The opening chapters offer a geographical overview of ancient Italy and the suitability of its regions for sheep, a look at sheep breeds, and an attempt to trace the origins and extent of transhumance. There are chapters on shepherd communities and shepherd dress and equipment. There's a survey of the Roman agronomists — Cato, Varro, Columella, Pliny and Palladius — on sheep-rearing, and examinations of "ranching" (the large-scale raising of sheep), and of dairy produce, methods and utensils. And the last two chapters consider the processing and marketing of wool, and its long distance trade under the Empire. Eight pages of black and white photographs depict some modern sheep breeds and sculptural and architectural representations of sheep.

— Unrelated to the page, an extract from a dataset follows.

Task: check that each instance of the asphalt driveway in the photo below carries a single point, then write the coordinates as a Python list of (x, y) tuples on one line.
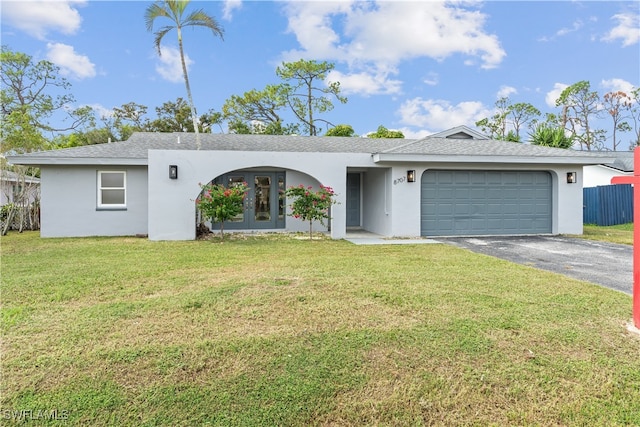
[(606, 264)]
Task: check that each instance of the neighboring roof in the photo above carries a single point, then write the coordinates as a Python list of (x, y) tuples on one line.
[(438, 147), (135, 149), (15, 177), (623, 161), (459, 132)]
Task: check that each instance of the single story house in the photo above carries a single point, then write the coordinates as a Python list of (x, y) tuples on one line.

Frayn appears to have found every reference to sheep in the corpus of classical literature, from poetry to the Edict of Diocletian; she also uses evidence from art and archaeology. This offers a lot of material but — as Frayn admits herself — not enough to give a satisfying, balanced account. She also draws on information from later periods, for example transhumance in northern Greece and wool sales at fairs in the French Alps, but makes no attempt at a broader comparative study.
Translations are given for all Latin and Greek quotations, but much of Sheep-Rearing and the Wool Trade in Italy during the Roman Period will lack context for a reader without a background in Roman history.